Standing up to Newark Archbishop John Myers: Opinion

NEW JERSEY
The Star-Ledger

By Star-Ledger Guest Columnist
on August 25, 2013

By Robert M. Hoatson

It was sometime in the late 1980s and I was working on my doctoral dissertation in my fifth-floor bedroom in a Hell’s Kitchen, Manhattan, walk-up occupied by the Irish Christian Brothers. I picked up a copy of the National Catholic Reporter and read a piece about a bishop from Peoria, Ill., John J. Myers, who was making a name for himself by stressing orthodoxy and recruiting large numbers of vocations to the priesthood for the Peoria diocese.

What struck me most glaringly, however, was how mean Myers was toward people who may not have lived up to his standard of Catholic teaching. It was clear from the article that Myers was on the fast track among the church hierarchy, but the faithful — some of whom were excoriated by Myers for this or that offense against supposed church teachings — did not quite know how to judge the new bishop of Peoria and found his methods less than pastoral.

It was while I was reading that article that I had a premonition that has stayed with me to this day. It was a voice — the Holy Spirit, no doubt — who communicated to me a message: “Someday, you will have to confront and stand up to this man.”

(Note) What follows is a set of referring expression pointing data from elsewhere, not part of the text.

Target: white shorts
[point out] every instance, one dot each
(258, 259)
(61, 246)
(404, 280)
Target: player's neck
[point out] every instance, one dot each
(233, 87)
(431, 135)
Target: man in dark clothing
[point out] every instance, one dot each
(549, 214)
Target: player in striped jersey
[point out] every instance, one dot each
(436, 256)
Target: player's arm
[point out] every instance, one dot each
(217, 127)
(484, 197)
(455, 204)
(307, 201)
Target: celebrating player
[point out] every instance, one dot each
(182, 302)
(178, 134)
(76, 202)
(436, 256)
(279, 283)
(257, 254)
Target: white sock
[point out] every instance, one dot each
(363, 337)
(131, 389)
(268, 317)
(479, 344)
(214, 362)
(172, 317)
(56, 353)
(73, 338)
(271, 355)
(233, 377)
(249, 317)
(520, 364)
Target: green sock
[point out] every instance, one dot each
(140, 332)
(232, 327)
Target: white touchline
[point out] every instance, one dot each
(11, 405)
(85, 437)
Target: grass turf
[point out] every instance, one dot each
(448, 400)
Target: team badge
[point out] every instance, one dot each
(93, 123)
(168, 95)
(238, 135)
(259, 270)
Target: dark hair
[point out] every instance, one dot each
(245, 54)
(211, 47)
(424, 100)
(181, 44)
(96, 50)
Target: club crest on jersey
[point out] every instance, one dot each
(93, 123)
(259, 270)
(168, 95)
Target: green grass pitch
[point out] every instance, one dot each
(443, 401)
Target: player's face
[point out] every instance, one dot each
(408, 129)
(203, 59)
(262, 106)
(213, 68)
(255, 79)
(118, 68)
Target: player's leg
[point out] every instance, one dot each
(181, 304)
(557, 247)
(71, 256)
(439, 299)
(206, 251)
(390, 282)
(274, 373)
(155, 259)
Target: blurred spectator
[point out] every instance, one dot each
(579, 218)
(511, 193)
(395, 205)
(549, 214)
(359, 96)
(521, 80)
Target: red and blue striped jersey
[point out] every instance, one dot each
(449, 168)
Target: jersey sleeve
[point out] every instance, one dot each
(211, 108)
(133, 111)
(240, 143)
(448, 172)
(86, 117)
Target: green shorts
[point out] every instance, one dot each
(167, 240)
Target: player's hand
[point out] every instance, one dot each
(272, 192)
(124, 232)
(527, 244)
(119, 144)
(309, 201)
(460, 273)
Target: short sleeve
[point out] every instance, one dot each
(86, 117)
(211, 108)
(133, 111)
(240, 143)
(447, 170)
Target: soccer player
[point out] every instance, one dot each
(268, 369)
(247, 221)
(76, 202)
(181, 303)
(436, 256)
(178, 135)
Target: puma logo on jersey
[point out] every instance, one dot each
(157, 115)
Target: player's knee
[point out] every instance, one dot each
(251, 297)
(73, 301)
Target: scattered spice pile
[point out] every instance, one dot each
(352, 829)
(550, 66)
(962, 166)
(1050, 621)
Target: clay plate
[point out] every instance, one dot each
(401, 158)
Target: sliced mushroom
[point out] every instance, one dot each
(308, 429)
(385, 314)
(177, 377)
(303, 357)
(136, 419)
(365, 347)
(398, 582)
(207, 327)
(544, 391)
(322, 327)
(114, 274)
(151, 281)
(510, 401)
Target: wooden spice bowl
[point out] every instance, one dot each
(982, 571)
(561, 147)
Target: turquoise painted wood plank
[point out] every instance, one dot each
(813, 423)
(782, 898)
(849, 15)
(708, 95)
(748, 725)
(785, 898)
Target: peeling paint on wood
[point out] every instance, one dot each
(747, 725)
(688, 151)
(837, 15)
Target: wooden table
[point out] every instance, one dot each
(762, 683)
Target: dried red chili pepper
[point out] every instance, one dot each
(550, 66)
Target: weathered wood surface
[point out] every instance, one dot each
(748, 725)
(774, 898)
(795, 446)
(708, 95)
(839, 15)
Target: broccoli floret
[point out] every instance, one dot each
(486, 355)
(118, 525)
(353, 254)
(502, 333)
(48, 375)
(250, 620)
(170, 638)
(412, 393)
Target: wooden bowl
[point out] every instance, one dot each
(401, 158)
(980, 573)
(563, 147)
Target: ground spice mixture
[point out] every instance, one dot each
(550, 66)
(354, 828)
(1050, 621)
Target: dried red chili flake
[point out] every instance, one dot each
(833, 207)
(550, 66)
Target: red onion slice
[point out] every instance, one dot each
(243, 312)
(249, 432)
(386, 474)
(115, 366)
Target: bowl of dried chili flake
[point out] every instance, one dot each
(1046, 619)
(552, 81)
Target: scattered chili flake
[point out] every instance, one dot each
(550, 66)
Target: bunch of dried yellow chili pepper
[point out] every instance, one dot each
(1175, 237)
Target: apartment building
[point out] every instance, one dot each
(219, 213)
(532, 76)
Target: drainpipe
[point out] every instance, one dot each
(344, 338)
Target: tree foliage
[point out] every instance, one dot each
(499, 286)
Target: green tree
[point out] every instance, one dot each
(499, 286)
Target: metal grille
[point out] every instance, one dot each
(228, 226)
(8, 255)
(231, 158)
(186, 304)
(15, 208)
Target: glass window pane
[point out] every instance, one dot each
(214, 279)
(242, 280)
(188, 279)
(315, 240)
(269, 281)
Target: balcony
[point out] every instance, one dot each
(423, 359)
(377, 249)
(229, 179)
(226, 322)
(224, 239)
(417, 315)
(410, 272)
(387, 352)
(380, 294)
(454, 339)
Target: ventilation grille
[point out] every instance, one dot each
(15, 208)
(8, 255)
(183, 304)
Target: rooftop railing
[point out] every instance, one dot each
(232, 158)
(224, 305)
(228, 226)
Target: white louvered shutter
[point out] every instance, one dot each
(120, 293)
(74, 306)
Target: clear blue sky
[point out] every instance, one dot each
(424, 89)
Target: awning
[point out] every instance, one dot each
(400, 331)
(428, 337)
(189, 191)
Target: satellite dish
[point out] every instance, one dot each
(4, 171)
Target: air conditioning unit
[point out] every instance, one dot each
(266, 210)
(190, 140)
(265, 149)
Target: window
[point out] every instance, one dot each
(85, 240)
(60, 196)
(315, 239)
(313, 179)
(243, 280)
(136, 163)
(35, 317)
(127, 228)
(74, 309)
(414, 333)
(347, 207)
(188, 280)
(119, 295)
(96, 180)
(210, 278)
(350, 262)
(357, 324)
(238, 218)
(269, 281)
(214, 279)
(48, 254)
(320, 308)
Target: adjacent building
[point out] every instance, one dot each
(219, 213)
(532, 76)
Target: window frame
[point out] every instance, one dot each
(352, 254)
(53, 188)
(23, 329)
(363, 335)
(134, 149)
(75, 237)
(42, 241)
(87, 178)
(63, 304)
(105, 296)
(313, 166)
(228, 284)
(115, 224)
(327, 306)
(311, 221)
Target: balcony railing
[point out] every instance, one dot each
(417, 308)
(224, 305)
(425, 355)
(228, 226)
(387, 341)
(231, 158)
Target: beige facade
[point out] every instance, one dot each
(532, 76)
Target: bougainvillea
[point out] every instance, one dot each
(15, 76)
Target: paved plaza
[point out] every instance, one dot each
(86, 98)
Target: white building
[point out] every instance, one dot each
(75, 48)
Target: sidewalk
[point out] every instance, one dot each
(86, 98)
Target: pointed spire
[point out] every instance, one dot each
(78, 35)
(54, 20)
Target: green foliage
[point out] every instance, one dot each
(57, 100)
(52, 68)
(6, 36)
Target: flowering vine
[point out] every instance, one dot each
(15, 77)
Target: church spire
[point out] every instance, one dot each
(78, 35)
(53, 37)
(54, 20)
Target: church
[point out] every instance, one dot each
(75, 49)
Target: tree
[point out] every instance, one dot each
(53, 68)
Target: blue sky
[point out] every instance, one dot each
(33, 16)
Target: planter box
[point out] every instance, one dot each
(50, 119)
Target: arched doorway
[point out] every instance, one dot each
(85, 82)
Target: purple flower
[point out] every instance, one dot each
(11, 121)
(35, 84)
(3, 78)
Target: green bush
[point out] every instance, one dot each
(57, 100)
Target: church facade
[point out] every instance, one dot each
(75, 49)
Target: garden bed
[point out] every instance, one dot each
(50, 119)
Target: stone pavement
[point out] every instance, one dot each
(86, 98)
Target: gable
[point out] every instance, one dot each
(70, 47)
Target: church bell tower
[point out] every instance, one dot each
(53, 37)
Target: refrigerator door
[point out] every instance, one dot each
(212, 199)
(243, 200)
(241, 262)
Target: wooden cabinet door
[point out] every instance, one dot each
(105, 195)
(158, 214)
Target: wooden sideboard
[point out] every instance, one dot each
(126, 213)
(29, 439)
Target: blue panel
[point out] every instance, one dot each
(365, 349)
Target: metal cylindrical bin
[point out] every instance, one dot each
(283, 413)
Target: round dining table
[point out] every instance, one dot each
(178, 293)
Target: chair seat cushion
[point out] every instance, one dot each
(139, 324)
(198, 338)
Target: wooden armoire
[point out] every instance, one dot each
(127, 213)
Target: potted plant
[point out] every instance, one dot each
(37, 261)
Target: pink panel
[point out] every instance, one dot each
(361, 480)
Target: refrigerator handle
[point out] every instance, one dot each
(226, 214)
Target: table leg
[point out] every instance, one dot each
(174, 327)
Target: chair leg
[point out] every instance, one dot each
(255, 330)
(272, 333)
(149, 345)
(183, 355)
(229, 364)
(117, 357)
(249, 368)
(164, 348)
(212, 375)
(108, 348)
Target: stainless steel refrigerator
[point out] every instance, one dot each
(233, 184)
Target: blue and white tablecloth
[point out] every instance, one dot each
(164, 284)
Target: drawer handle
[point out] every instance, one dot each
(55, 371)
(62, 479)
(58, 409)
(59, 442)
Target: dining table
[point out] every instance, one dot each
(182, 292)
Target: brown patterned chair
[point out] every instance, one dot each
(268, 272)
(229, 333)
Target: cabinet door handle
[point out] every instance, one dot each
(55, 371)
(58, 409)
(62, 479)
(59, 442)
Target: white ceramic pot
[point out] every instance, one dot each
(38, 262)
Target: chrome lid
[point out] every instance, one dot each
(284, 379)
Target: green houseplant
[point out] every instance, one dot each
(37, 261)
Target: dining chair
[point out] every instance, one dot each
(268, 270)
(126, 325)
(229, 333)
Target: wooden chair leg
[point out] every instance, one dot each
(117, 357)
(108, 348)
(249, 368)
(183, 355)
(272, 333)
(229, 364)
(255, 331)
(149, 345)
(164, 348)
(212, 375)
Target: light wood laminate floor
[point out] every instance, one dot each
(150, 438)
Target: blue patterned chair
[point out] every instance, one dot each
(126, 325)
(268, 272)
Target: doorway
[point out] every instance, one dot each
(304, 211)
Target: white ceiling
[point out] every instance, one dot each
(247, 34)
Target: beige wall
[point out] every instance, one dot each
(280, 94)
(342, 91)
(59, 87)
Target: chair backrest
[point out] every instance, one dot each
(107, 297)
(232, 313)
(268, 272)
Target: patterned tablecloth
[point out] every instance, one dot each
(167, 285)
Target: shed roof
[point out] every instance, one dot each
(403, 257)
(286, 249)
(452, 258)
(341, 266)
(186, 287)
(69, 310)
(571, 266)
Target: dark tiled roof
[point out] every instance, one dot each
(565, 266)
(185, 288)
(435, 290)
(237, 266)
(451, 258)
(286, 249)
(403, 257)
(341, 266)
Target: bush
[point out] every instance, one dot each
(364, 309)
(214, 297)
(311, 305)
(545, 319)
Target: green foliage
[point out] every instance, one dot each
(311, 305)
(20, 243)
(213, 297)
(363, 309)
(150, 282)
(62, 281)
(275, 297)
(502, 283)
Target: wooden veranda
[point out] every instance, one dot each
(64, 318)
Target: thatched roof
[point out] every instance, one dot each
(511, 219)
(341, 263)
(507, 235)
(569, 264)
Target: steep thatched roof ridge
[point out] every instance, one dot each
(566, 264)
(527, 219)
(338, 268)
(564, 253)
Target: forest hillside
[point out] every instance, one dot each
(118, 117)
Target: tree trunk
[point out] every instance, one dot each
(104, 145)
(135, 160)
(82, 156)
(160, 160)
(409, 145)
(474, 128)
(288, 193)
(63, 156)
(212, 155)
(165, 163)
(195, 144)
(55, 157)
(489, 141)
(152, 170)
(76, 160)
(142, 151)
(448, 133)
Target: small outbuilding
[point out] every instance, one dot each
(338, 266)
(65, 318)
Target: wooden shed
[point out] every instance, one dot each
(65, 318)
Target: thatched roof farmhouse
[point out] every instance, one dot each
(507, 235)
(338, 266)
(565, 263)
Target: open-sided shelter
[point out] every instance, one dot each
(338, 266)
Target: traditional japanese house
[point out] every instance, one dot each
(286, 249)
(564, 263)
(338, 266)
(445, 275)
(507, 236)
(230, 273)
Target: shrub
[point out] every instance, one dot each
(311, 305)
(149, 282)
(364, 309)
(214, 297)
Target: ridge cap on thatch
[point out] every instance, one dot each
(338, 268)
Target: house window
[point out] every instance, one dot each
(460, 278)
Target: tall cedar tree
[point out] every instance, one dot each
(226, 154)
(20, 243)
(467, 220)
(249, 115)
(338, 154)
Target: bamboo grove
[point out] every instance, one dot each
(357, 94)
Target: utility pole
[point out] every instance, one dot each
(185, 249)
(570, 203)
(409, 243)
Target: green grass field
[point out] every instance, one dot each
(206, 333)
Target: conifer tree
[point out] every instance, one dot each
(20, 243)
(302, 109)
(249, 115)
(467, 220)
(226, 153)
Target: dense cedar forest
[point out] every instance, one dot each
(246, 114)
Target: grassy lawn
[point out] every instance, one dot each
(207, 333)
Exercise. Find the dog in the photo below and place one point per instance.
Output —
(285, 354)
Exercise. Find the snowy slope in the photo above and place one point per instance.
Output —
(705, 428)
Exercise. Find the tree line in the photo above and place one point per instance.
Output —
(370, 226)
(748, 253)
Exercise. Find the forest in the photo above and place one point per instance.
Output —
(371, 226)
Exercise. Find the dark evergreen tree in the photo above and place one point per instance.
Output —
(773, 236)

Fast-forward a decade. Archbishop Theodore McCarrick of Newark had been named the archbishop of Washington, D.C., and the Newark Archdiocese was without a leader. A priest who had just been to a meeting at Newark Archdiocesan headquarters entered my office at Our Lady of Good Counsel Parish in the inner-city of Newark, where I was the director of schools, and told me that there was a strong rumor that Myers was going to be named archbishop of Newark.